Groups like Americans for Responsible Innovation celebrated their lobbying efforts to kill the state-level AI pause, arguing that the measure would remove consumer safeguards, kids' online safety laws, and protections for artists and creators.

"Let this be a lesson to Congress — freezing state AI laws without a serious replacement is a political nonstarter," Americans for Responsible Innovation President Brad Carson said.

A new paradigm

Many in the policy world view the current period of stasis at the federal level as a watershed moment for AI, as any precedents and standards established at the federal level would break new ground in the regulation of many emerging technologies.

"A moratorium should be judged by two core metrics: whether it strengthens public trust and whether it provides clarity for innovation," said Patrick Murphy, a former Biden administration official and US Representative from Florida. "If regulation builds confidence in AI without crushing startups or overwhelming smaller firms, that's a win. But sweeping pauses can delay critical safeguards."

While the federal preemption was removed from President Donald Trump's budget bill, policy organizations like NetChoice and TechNet remain supportive of a federal framework that would impose limitations on states' authority to regulate AI. OpenAI LLC CEO Sam Altman and venture capitalist Marc Andreesen of Andreessen Horowitz LLC were among the major players in Silicon Valley who urged Congress to implement a ban on state laws that might slow tech growth.

Developing effective educational systems internally is more difficult without standardization and uniformity across jurisdictions, said Hilary Wandall, chief compliance officer and associate general counsel at Dun & Bradstreet.

"Businesses want to do the right thing, of course, but we don't want it to be overly complicated, because that's an impediment to having good, concise strategy," Wandall said. "Having too many different kinds of laws is really not well received and never will be well received by businesses because it puts too much work in the system from a complexity standpoint, that prevents efficiency."

The pace of regulation will always trail the pace of innovation in AI, said Ashley Casovan, managing director of International Association of Privacy Professionals' AI Governance Center.

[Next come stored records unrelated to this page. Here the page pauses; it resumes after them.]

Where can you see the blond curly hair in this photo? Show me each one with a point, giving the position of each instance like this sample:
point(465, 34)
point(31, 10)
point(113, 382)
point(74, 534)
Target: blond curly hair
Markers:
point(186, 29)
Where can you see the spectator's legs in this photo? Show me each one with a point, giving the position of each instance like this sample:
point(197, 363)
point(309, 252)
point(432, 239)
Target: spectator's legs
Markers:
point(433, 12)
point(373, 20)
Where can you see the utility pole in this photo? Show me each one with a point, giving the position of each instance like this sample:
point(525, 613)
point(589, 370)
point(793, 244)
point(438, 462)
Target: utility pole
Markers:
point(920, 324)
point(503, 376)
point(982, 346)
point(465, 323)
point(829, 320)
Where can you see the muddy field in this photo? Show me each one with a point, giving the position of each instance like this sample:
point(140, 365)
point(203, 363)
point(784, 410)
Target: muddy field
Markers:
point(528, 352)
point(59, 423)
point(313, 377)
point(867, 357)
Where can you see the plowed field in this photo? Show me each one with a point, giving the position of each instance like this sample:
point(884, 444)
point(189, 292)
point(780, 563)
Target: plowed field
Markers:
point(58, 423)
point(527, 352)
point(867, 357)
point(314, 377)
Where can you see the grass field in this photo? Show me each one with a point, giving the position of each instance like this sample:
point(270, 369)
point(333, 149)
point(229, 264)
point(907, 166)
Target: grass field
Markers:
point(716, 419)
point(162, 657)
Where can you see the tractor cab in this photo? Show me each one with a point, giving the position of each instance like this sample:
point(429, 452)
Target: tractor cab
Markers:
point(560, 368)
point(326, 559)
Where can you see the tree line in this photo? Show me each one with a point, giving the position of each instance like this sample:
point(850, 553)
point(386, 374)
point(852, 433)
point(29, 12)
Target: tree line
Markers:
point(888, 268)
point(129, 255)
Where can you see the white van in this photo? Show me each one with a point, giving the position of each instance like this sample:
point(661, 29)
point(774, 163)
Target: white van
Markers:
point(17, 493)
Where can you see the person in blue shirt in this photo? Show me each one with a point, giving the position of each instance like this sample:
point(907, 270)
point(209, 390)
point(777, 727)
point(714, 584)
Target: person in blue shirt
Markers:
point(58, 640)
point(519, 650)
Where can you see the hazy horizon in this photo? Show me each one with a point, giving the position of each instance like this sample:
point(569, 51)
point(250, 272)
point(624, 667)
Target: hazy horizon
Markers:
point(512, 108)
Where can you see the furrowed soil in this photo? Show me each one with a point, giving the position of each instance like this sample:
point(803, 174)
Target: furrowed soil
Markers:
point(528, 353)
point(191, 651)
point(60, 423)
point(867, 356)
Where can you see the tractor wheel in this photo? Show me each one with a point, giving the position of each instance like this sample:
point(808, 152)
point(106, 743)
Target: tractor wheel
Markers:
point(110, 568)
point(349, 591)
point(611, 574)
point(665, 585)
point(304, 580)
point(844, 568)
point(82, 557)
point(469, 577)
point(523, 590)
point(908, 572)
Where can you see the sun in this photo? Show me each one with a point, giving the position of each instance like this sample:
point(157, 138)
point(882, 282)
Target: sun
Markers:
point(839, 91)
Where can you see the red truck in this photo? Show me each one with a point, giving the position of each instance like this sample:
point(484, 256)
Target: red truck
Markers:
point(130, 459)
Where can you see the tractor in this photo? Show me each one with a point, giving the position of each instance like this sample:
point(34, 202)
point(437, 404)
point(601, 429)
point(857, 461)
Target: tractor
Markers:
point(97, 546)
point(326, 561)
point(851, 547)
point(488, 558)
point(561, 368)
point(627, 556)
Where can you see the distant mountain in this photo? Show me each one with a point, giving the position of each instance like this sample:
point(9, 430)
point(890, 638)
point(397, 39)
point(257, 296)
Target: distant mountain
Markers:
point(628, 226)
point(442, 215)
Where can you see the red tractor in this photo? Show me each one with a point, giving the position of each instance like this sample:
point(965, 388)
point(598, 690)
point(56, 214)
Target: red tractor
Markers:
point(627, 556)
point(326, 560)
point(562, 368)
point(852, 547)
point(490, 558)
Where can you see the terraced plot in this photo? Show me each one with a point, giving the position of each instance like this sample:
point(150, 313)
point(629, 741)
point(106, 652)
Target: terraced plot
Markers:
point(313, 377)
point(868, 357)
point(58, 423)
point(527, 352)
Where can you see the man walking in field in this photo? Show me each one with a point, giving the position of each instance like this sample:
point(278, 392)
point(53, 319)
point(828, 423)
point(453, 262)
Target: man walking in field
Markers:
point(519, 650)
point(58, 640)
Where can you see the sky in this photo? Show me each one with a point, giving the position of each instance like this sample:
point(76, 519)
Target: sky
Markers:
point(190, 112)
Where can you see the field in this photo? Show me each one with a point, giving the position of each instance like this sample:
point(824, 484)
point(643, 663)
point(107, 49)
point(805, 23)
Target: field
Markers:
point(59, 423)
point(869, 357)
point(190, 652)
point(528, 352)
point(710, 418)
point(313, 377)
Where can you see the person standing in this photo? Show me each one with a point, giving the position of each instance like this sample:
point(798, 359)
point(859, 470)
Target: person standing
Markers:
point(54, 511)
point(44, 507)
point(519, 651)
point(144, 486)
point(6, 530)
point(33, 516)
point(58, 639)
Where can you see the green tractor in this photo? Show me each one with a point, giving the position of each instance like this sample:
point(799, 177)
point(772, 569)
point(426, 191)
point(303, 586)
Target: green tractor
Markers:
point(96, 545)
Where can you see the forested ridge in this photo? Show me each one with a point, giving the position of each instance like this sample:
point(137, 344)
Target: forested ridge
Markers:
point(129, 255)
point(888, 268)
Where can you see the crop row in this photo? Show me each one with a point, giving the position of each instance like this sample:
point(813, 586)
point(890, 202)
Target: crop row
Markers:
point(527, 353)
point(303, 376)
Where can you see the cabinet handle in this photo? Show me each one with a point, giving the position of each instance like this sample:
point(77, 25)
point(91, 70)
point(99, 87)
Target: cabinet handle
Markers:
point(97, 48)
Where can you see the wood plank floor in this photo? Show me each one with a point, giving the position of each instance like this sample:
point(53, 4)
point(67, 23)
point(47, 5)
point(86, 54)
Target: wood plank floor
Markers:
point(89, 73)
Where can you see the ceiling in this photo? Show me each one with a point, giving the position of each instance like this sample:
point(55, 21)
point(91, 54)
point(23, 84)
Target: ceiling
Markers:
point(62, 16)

"AI is not one monolithic thing," Casovan said. "It's not one type of technology. It's not used in one context, so it's really challenging to create legislation that is one size fits all for these various different types of uses. At the same time, the absence of having any of those legislative guardrails is demonstrating that it's really difficult. These processes don't happen overnight."

What's happening this week?

Below is a list of hearings, webinars and other tech, media and telecom-related events taking place virtually and in person in the nation's capital and beyond this week:

July 15

➤ S&P Global Market Intelligence: H1 Review of GenAI Funding — Can the Market Keep Up with Record Volumes?

➤ House Energy and Commerce Subcommittee on Commerce, Manufacturing and Trade: Markup of H.R. 4312, the SCORE Act — legislation that would standardize Name, Image, and Likeness for student-athletes.

July 16

➤ House Judiciary Subcommittee on Crime and Federal Government Surveillance: Artificial Intelligence and Criminal Exploitation — A New Era of Risk.

➤ Senate Judiciary Subcommittee on Criminal Justice and Counterterrorism: Hearings to examine the AI industry's mass ingestion of copyrighted works for AI training.

National Institute of Standards and Technology: Information Security & Privacy Advisory Board July 2025 Meeting.

July 17

➤ S&P Global Market Intelligence: The What, Where, When and How of Tariffs — Q3 2025 Trade & Supply Chain Outlook.